Okay, I'm exaggerating. But only slightly.
There's a lot to unpack here, so let's start at the beginning and give some context.
The motivation for this blog post stems from a recent conversation I had with a friend of mine. I live in Montreal, and a standard grocery store item is a bag of diced, frozen "sauce vegetables" - carrots, celery and onion. They're meant to form a base for tomato sauce. He commented that these vegetables, though a very common feature of Quebecois life, are about as Italian as kielbasa. Authentic Italian tomato sauce, so the story goes, consists of nothing but tomatoes, garlic, olive oil, basil and salt.
Now, my mother is Italian and, as you might expect, a pretty good cook. And it's true - I've never seen my mom add carrot or celery to a tomato sauce. Her recipe, as a matter of fact, roughly matches my friend's. But I think back to that Facebook group and my hackles go up because if there's one thing that group taught me it's that I have an intense dislike of gatekeeping, in cooking as in life. And I suddenly feel like I have to defend the idea of carrots in tomato sauce, even if my mom would make a face at the very idea.
The Authenticity Trap
So...do I actually think that carrots are an appropriate ingredient in Italian tomato sauces? Well, I could point out that many tomato-based sauces in Italian cooking start with a soffrito, which consists of carrots, celery and onions. These sauces tend to have meat in them, but so what? I could also point out these recipes:
I honestly have no idea how "authentic" these are, but I think the question is badly framed. I'm not even really sure what "authentic" is supposed to mean in this context. Authentic for whom? Italy is a big, regional country, and cooking is a very personal and individual thing. I'm sure everybody and their mother has their own way to make tomato sauce, and it seems a little absurd to think that carrots and celery are simply banned from the ingredients list.
Also, Italian cooking is extremely rustic, especially when compared to something like French cooking, which is much more formalized. It sometimes feels like a competition to see who can produce the tastiest meal with the fewest ingredients and, frequently, you end up just making do with what you have in your pantry. It's only natural that recipes vary wildly from person to person and region to region. Trying to nail down one "authentic" variation of a dish feels completely anathema.
That's not to say that the notion of authenticity has no place at all - you probably won't find bok choy or soy sauce in many Italian recipes - but focusing on it kind of defeats the spirit. Even something as emblematic as tomatoes are a fairly recent addition (500 years ago) to the Italian culinary landscape. Nothing ever stays the same forever.
Case In Point
Marcella Hazan's famous tomato sauce has a grand total of four ingredients:
- can of tomatoes
- peeled, halved onion (unchopped)
You fish out the onion at the end and either throw it out or eat it separately. Notably, this sauce it has no garlic, no olive oil and no spices. Is it authentic? Well, Hazan is Italian, so...yes? Then again, I ran this recipe by my mother who, as I mentioned, is also Italian, and it grossed her out. So...no? Do you see the problem?

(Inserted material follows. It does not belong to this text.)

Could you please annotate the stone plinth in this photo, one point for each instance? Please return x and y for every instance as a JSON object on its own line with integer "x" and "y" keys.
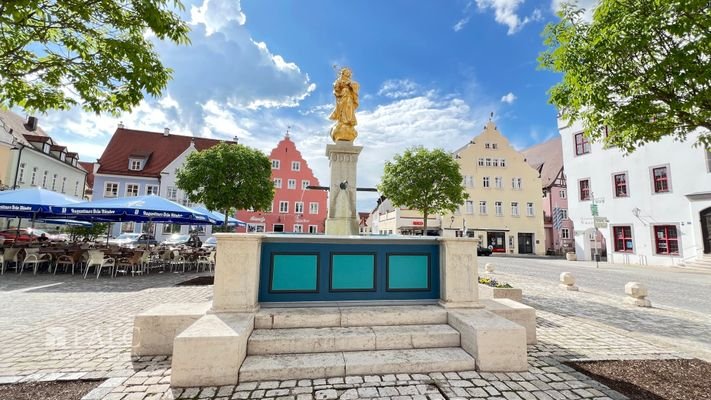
{"x": 237, "y": 273}
{"x": 459, "y": 279}
{"x": 342, "y": 216}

People are sometimes flummoxed by the butter in the sauce, because common wisdom states that Italian recipes tend not to use butter. But which Italian recipes? From what part of Italy? Part of the reason that gatekeeping is a sucker's game when it comes to Italian cooking is because Italy is such a varied country. Believe it or not, there are parts of the country that use butter. Italians who forget this fact will often sputter when someone points out that many recipes for Bagna Cauda call for butter as well.
On Avoiding the Question
Okay, but...do I actually use carrots in my tomato sauce?
The answer is...sometimes. I don't generally add them if I'm making simple sauce. But I will if I'm trying to make something more robust; I live with a vegetarian, and I'll often make a lentil "bolognese" with a full soffrito as a base. Do I care if it's "authentic"? Not even a little.